145.剣の原点
お久しぶりです
「おやすみ。ゆき、百瀬。また明日な。」
「うん。ありがとう翔太君。また明日。」
神城と百瀬の二人を部屋まで送ると、翔太は先ほどまで勉強をしていた部屋へと戻る。戻った頃には全員がのっそりと起き上がり各々の部屋に帰ろうとしているところだった。
「あれ? 翔太どしたん? 何か忘れ物?」
「ああ、まあ物もだけど……さっき約束しただろ?」
そう言って翔太は部屋の隅に放置していた木剣と剣を拾い上げ、木剣の方を多田に投げ渡す。乱雑に投げ渡されたそれを多田は両手でしっかりとキャッチし、呆然と翔太を見る。
「え……? イヤイヤ……今から?」
「そう、今から。俺も2日ほど修行サボってたしついでに教えようかなと。無理ならやらなくてもいいけど。」
「……ずるいなぁ。そんな言い方されちゃあ引き下がれないに決まってんじゃん。」
「よっしゃ! じゃあ戦い方を知りたいやつは外に出ろ! 剣術しか教えられねえけど教えてやる!」
翔太が声をかけると数人の生徒が立ち上がり、準備を整えると翔太の前に立つ。
「えーっと全部で……4人か。んじゃ先に外に出てストレッチでもして待っててくれ。俺は準備整えていくから。」
「なー……俺たちがあいつの剣術教えてもらってあのレベルまでたどり着けると思う?」
「無理じゃないかしら。あんなの一朝一夕で身につくようなものじゃないわ。」
多田の問いかけに答えたのは尾崎だ。たしかに多田にも訓練したくらいであそこまで速く、鋭い剣戟を繰り出せるとは思わない。しかしそうなると多田には一つ疑問が浮かんだ。
「でもさー……翔太って別にあっちの世界でも剣道とかやってなかったじゃん? それなのにこっちに来て2ヶ月くらいであそこまでいけたんならできるんじゃね? って気もするんだよなー」
「お前なぁ……翔太だってそんなに簡単に身につけたわけじゃないだろ。

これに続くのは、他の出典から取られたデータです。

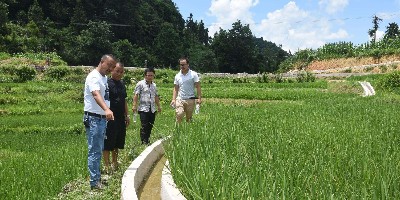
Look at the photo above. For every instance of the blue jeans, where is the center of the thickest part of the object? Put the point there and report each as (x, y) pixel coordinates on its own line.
(95, 131)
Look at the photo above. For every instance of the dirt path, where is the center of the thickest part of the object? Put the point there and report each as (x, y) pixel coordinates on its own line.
(151, 188)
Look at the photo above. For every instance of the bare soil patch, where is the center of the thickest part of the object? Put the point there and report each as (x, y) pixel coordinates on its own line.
(367, 64)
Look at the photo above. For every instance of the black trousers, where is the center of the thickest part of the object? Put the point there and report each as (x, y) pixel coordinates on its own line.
(147, 121)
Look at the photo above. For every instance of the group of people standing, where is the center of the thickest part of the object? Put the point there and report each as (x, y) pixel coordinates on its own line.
(106, 110)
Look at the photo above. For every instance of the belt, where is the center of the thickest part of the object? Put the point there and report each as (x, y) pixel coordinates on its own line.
(190, 98)
(94, 115)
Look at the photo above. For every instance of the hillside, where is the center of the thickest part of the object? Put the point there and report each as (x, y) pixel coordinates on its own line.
(356, 65)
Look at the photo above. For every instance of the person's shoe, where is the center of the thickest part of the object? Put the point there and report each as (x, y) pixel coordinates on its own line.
(98, 186)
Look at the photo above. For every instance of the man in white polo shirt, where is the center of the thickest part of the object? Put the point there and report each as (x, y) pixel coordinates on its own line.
(183, 96)
(96, 113)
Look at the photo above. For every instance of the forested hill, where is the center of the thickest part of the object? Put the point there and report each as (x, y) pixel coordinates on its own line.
(80, 31)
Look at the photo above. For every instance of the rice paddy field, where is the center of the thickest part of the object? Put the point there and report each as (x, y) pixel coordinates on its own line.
(302, 141)
(317, 140)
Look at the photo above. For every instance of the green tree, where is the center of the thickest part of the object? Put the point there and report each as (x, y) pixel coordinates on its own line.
(78, 19)
(167, 45)
(235, 49)
(94, 42)
(35, 13)
(392, 31)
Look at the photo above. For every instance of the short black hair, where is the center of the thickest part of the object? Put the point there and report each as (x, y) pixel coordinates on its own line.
(184, 58)
(149, 69)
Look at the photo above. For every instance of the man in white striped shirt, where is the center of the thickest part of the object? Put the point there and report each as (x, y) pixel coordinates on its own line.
(183, 96)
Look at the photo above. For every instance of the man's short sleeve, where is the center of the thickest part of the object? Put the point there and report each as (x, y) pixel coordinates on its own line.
(94, 84)
(196, 77)
(137, 88)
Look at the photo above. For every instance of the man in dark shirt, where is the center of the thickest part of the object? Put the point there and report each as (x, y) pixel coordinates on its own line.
(116, 129)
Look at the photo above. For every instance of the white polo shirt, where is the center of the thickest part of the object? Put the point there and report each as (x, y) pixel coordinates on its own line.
(186, 84)
(95, 81)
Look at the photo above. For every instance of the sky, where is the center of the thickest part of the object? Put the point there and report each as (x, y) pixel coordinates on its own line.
(296, 25)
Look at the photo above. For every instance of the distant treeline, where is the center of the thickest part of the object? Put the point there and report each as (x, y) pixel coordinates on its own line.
(136, 31)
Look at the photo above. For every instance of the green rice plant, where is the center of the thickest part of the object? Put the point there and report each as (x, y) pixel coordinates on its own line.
(332, 146)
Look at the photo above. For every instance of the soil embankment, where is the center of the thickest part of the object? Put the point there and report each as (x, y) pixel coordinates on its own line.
(356, 65)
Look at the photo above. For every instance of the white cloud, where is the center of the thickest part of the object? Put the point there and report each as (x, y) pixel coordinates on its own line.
(229, 11)
(290, 26)
(333, 6)
(296, 29)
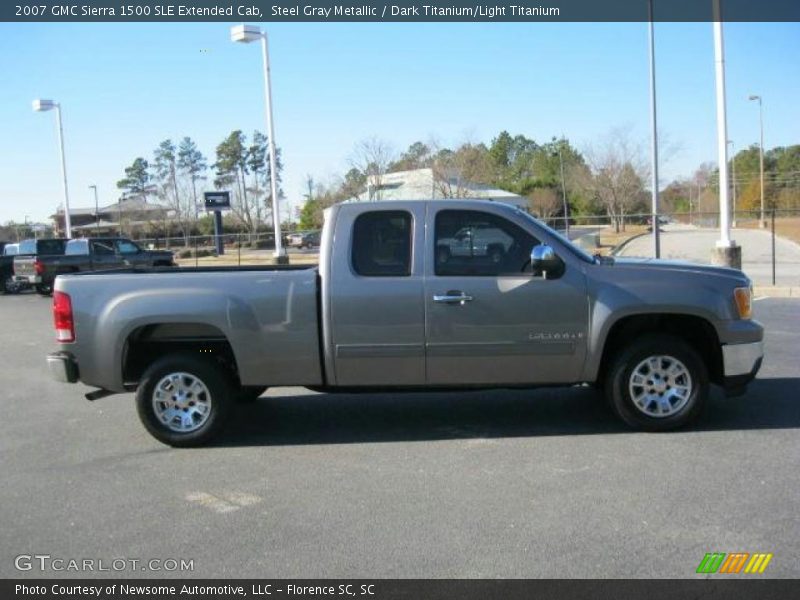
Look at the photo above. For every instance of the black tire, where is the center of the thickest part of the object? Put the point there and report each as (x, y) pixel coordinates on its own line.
(210, 374)
(619, 383)
(247, 394)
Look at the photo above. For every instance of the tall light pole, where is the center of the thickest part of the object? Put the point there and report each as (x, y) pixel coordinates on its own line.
(733, 177)
(40, 105)
(726, 251)
(763, 221)
(246, 34)
(564, 191)
(96, 208)
(654, 138)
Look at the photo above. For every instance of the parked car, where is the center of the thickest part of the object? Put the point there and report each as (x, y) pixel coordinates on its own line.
(382, 312)
(7, 253)
(87, 254)
(303, 239)
(28, 253)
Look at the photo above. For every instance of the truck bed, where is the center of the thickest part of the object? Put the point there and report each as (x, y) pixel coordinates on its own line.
(268, 314)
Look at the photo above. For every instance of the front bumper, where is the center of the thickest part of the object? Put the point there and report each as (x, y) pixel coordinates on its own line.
(62, 367)
(31, 279)
(741, 363)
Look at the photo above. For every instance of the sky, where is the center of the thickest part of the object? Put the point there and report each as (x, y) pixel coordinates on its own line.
(126, 87)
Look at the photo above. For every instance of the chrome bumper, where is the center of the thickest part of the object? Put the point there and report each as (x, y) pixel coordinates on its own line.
(62, 367)
(741, 359)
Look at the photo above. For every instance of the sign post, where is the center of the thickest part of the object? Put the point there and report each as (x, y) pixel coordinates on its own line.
(216, 202)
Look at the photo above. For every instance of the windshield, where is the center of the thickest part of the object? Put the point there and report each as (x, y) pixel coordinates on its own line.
(577, 251)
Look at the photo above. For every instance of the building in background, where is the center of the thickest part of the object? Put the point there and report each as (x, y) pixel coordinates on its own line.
(427, 184)
(132, 217)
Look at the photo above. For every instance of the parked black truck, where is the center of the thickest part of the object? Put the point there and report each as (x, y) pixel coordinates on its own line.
(87, 254)
(7, 253)
(30, 250)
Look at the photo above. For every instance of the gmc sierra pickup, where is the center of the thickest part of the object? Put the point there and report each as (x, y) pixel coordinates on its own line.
(387, 309)
(87, 254)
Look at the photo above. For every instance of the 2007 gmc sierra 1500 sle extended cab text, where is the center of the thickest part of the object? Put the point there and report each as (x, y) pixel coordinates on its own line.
(390, 307)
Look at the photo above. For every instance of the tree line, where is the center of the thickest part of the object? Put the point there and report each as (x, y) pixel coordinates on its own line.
(607, 180)
(610, 178)
(176, 173)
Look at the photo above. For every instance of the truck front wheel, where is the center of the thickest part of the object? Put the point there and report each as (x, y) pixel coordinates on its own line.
(184, 400)
(658, 383)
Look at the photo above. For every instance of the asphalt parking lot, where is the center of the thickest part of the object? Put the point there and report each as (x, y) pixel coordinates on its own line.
(539, 483)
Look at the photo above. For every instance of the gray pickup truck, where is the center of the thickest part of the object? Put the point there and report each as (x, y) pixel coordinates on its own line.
(87, 254)
(385, 311)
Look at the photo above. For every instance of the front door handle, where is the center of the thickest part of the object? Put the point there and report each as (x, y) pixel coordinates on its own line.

逆に言えばあいつはこの2ヶ月であそこまでの技術を身につけるほどの死闘を繰り返し続けていたってことだろ。」
そう言いながら若本は翔太のことを思い出す。昨日の夜、水浴びをしていた時にちらりと見た翔太の体には、無数の傷が残っていた。その傷はどれもこれもが激戦の跡を感じさせるほどの存在感を放っており、翔太がここに来るまでに払った犠牲を嫌でも感じさせられた。
「だよなぁ……やっぱそれができたのも神城への愛ってやつ?」
「改めて口に出すと恥ずかしいが……まあそうだろうな。それだけであそこまで強くなるなんてな……」
「悪い、待たせたな。剣の代わりになりそうなものかき集めてきた。誰がどれ使うかはじゃんけんな。」
そう言って戻ってきた翔太の手には4本の武器が握られていた。木剣が1本に真剣が1本、そして木の枝が2本だ。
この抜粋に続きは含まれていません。